In fact, even if there were no taxes on the normal taxable account, you would still have $2880, the same as you have after tax from the tax-defered account. The amount you save on taxes when you put the money into the 401K or deductible IRA ($560) plus the earnings on it (another $560) comes to enough to pay the $1120 tax on the distribution.

However, all of the advantage relative to a Roth IRA is from the difference between your pre-retirement and post-retirement tax brackets. If you really believe that you will be in the same tax bracket post-retirement, then a Roth IRA is as good as a regular IRA.

2007-10-21 10:16:44 · answer #2 · answered by StephenWeinstein 7 · 0 0

No, the benefit comes from both the initial reduction in income taxes for the 401k or IRA and the tax-deferral on growth inside the 401k or IRA.

If you compare the two investments, you have only 72% to invest after taxes compared to your IRA investment. So, compare a $10,000 IRA with a $7,200 investment in stocks.

If your tax rates do not change at all, and you keep both investments the same amount of time, both accounts grow at the same rate, the tax-deferred account is going to give you more money after taxes even though you are going to pay 28% taxes on the retirement account distributions and would pay 15% on the capital gains.

This is true no matter how long you hold the accounts, given your assumptions that you are always taxed at 28% for ordinary income, ignoring everything else.

2007-10-21 02:47:49 · answer #3 · answered by ninasgramma 7 · 1 0

With the IRA or 401(k), you can either have your taxes reduced now by taking the deduction (IRA) or not having that portion of your income taxed (401). When you withdraw the money, the total withdrawal is treated as ordinary income.
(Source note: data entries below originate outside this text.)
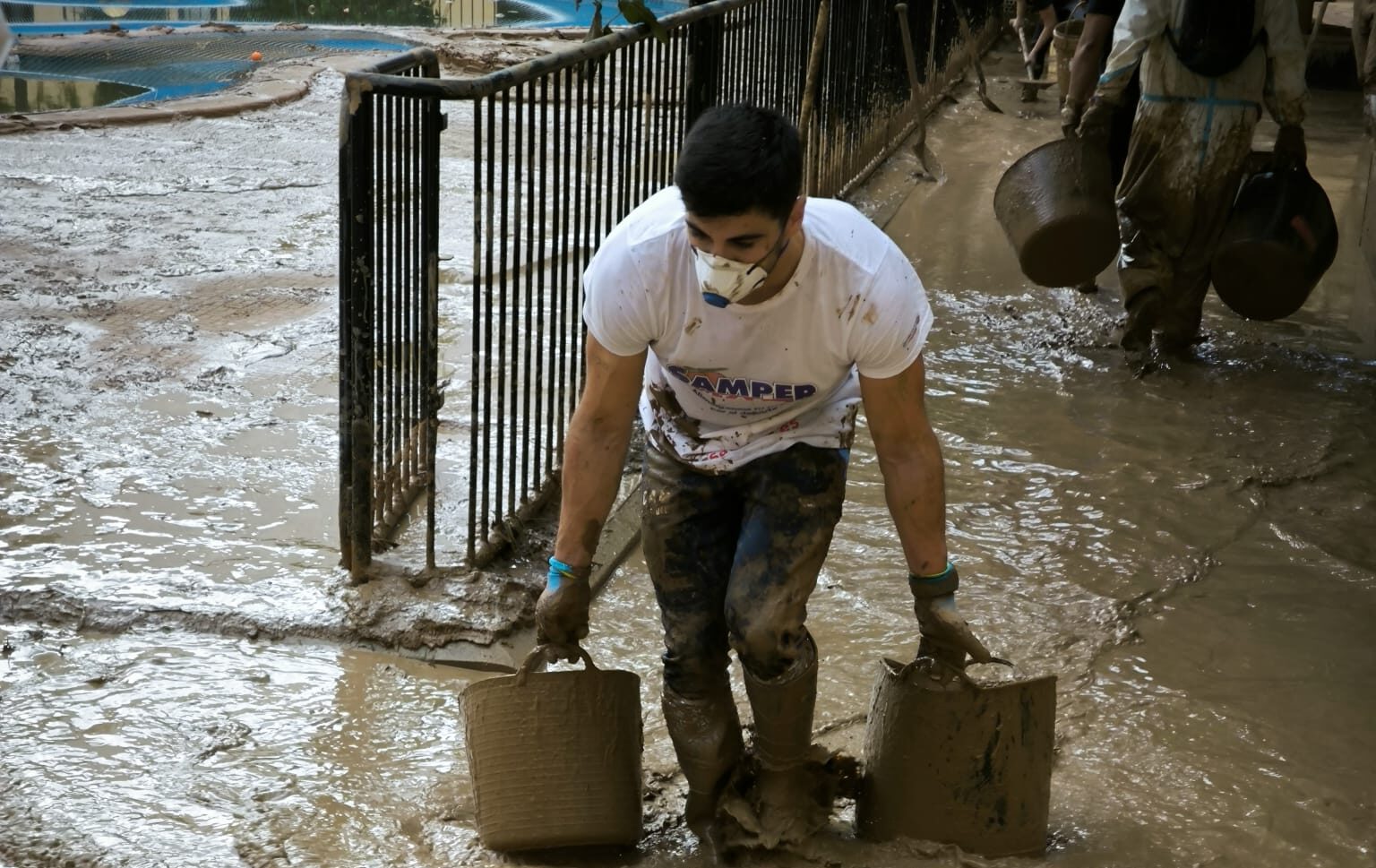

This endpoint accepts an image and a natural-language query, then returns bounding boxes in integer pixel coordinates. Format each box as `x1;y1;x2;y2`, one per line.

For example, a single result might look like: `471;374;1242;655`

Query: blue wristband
545;557;583;590
908;562;960;600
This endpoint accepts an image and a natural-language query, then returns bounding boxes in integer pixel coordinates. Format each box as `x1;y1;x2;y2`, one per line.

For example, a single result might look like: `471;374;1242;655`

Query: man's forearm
880;429;948;575
555;408;630;567
1065;13;1114;106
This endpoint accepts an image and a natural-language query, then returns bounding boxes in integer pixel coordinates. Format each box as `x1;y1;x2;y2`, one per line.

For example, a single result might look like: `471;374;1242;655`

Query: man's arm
1065;13;1114;106
555;334;645;570
1094;0;1171;106
860;349;947;576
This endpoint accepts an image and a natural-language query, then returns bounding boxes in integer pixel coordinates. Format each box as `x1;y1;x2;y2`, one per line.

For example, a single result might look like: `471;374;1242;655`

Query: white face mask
692;247;770;306
692;236;788;306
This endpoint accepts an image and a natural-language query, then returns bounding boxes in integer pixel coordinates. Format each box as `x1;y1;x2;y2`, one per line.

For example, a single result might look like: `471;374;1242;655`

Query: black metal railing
341;0;1002;574
340;49;442;576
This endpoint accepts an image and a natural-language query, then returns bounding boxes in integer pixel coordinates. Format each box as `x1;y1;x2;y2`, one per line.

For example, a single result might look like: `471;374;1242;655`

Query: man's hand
1061;99;1084;139
536;557;591;647
1273;124;1309;169
1079;98;1114;147
908;564;993;670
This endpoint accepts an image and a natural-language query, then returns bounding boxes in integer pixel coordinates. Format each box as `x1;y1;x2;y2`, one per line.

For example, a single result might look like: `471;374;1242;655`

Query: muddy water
0;48;1376;868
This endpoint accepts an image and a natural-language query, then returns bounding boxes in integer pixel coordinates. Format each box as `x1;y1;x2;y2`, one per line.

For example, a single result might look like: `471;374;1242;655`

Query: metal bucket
856;660;1055;857
1052;18;1084;103
993;138;1119;286
1209;158;1337;319
462;645;644;850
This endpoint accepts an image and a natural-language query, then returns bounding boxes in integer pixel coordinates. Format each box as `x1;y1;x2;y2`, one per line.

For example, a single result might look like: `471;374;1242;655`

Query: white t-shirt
583;187;932;472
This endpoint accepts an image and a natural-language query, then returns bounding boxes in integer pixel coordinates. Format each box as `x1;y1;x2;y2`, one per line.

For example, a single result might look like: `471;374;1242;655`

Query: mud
0;32;1376;868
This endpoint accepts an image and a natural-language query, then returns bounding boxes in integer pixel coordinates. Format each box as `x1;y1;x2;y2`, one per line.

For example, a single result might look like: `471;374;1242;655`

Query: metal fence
340;0;1002;575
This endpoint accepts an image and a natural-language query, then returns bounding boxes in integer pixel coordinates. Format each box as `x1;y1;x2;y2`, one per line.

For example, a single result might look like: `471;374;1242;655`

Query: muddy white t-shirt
583;187;932;472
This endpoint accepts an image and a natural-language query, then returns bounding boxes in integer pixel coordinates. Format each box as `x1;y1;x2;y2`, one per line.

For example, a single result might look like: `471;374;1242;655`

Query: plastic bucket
462;647;644;850
856;660;1055;857
993;138;1119;286
1052;18;1084;102
1209;159;1337;319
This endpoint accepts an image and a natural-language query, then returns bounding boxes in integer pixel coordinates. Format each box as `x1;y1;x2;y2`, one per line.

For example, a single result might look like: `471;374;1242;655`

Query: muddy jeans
1117;96;1258;339
642;444;849;699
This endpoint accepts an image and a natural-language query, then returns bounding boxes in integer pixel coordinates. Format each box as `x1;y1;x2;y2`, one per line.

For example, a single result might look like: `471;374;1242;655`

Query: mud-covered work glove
1061;99;1084;139
908;563;995;670
536;557;593;647
1079;96;1114;147
1273;124;1309;169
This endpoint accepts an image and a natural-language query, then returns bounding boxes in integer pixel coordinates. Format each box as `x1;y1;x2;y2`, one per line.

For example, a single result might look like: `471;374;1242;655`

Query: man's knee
727;608;808;681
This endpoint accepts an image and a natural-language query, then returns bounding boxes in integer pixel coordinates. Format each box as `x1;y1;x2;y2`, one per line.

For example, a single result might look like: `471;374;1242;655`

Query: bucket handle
897;657;1017;689
516;642;598;686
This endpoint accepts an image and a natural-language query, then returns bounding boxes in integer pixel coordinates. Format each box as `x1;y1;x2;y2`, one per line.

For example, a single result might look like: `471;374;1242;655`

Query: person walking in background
1061;0;1142;293
1061;0;1142;185
536;106;989;846
1079;0;1306;370
1012;0;1084;102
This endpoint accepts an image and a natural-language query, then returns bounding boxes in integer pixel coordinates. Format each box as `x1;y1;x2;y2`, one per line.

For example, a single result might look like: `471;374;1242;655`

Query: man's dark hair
675;105;802;220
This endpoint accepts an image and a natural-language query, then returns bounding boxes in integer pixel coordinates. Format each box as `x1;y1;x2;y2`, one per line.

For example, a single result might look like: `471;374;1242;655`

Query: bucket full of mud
462;645;644;852
1209;156;1337;319
993;138;1119;286
856;659;1055;857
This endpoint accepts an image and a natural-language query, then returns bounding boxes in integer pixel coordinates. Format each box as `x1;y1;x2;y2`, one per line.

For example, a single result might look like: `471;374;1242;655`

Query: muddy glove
908;563;993;668
536;557;593;657
1061;100;1084;139
1079;96;1114;147
1273;124;1309;169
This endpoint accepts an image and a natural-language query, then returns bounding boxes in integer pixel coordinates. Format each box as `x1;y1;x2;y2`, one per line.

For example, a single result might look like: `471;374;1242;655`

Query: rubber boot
662;683;744;842
1119;286;1161;357
746;637;831;847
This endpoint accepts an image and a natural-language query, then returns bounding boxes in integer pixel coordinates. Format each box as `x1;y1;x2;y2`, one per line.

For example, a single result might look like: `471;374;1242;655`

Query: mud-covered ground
0;30;1376;868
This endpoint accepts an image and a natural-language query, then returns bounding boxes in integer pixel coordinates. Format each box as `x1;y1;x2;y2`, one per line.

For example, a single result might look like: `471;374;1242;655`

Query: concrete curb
0;55;375;134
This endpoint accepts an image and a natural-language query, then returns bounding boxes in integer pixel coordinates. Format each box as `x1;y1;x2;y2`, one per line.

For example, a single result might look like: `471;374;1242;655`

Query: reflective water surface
0;56;1376;868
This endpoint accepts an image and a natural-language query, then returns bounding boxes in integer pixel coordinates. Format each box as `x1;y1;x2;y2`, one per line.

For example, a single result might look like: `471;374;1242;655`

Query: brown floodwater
0;52;1376;868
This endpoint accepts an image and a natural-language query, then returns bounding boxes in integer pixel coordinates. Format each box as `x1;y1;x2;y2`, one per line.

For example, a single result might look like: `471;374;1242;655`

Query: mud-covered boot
746;637;832;847
662;683;744;845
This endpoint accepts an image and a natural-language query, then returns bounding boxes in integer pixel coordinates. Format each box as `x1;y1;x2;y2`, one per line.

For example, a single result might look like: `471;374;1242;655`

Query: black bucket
1211;158;1337;319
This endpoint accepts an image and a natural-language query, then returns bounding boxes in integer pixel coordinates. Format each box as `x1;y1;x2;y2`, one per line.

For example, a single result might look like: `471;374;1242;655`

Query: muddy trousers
1117;95;1258;342
642;444;847;831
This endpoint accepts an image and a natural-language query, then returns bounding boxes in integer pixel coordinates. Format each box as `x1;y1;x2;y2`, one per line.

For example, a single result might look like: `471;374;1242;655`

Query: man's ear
785;195;808;236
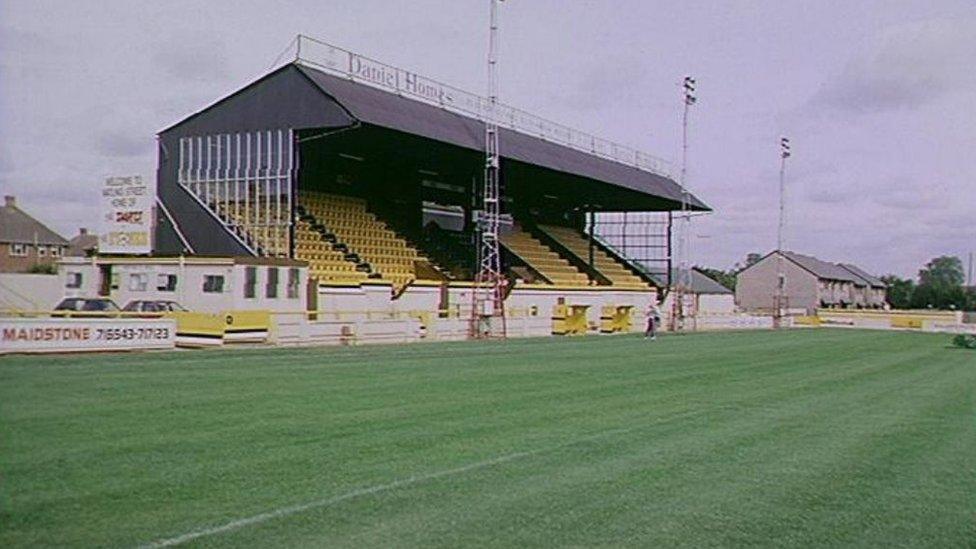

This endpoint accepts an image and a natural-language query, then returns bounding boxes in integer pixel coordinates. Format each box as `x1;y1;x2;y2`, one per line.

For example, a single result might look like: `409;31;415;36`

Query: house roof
650;269;732;294
294;64;710;210
740;250;887;288
0;200;68;246
783;250;864;280
840;263;888;288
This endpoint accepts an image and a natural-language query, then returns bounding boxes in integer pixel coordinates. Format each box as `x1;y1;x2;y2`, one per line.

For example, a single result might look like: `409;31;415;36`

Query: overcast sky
0;0;976;275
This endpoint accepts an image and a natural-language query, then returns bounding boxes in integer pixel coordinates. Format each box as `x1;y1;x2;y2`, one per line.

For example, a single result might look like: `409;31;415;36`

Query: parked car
51;297;119;317
122;299;186;313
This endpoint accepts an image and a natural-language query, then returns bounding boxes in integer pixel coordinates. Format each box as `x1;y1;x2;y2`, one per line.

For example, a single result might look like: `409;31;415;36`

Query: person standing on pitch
644;301;661;341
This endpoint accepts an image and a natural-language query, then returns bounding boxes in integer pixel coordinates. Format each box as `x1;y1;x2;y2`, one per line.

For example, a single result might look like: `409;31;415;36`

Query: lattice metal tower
470;0;506;338
773;137;793;328
667;76;698;331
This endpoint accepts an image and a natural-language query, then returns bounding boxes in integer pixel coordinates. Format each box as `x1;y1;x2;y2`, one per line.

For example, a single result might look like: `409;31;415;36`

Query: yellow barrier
612;305;634;333
170;311;225;347
220;310;271;342
600;305;617;334
891;316;924;330
566;305;590;335
552;303;569;335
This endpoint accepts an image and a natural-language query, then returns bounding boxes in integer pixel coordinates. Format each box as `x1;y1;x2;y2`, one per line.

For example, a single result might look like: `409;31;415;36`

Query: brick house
0;196;68;273
735;251;885;314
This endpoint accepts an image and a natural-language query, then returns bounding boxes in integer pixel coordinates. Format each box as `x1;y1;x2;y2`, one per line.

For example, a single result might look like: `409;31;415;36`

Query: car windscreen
81;299;119;311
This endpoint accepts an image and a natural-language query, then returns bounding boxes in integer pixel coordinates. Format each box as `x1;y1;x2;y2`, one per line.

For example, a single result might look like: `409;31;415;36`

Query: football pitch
0;329;976;547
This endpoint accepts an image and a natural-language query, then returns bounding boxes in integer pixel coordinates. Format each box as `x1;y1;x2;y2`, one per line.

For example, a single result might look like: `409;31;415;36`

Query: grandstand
155;37;707;316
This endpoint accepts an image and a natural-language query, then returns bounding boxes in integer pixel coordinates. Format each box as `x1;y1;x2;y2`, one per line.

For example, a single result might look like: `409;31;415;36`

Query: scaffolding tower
470;0;506;338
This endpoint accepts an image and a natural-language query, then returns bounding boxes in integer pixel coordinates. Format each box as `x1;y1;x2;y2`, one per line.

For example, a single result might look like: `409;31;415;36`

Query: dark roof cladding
649;269;733;294
293;64;710;210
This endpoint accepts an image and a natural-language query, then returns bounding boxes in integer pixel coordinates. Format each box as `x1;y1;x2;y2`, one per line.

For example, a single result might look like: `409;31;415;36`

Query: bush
952;334;976;349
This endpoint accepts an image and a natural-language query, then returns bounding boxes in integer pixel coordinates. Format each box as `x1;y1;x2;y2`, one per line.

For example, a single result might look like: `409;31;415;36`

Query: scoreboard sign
98;175;156;254
0;318;176;354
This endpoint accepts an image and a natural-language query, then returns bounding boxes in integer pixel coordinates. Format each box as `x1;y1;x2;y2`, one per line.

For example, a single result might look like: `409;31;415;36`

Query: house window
203;275;224;294
156;274;176;292
244;267;258;299
129;273;149;292
64;273;81;288
264;267;278;299
288;267;298;299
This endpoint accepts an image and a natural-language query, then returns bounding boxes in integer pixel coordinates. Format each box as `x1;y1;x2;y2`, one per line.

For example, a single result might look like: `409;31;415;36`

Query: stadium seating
211;201;288;257
299;191;436;290
295;219;367;284
501;229;590;286
539;225;648;289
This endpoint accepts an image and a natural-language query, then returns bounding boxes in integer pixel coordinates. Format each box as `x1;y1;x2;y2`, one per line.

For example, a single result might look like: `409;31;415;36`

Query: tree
881;275;915;309
918;255;965;289
743;252;763;269
911;255;970;310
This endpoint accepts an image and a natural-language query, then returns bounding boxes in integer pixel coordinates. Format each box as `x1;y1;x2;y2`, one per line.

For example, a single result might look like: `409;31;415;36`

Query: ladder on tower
469;0;507;339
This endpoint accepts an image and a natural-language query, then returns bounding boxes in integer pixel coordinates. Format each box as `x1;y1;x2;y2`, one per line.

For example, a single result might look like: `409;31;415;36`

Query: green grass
0;330;976;547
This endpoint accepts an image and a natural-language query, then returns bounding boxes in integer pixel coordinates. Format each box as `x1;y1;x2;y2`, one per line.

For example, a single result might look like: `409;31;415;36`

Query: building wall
0;273;64;311
697;294;735;315
154;66;353;256
0;242;68;273
735;255;821;311
59;259;308;313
If you get the Roth version of an IRA or 401(k), you will not get the deduction for the contributions. However, you will not pay any income taxes on the withdrawals.

Simply investing the money in a regular investment account, your investments are made with after-tax dollars and your earnings are subject to either income tax or capital gains tax depending on the length of time the investment is made.

2007-10-21 15:20:08 · answer #4 · answered by Steve 6 · 0 0

in case you rollover promptly into the IRA, there is not any tax implication. Upon withdrawal, once you're on the main suitable age, you will could desire to pay the taxes on the best points. you could no longer use this money to fund a popular contracting corporation. Nope. in case you are trying this, you will could desire to pay extensive outcomes. do no longer try this. the money it relatively is interior the 401(ok) or the IRA could be considered untouchable till retirement. in case you like to take a private loan against it, then flow away it interior the 401(ok) in case you could. If it relatively is with your present day company, you're able to take a private loan against it. verify with your plan administrator. you could no longer borrow against an IRA and especially won't be able to borrow against a 401(ok) from a former company. in case you could no longer borrow against a present day-company 401(ok), which i anticipate you could no longer while you're attempting to start a corporation, then you certainly could greater useful locate yet in a various thank you to get a corporation own loan.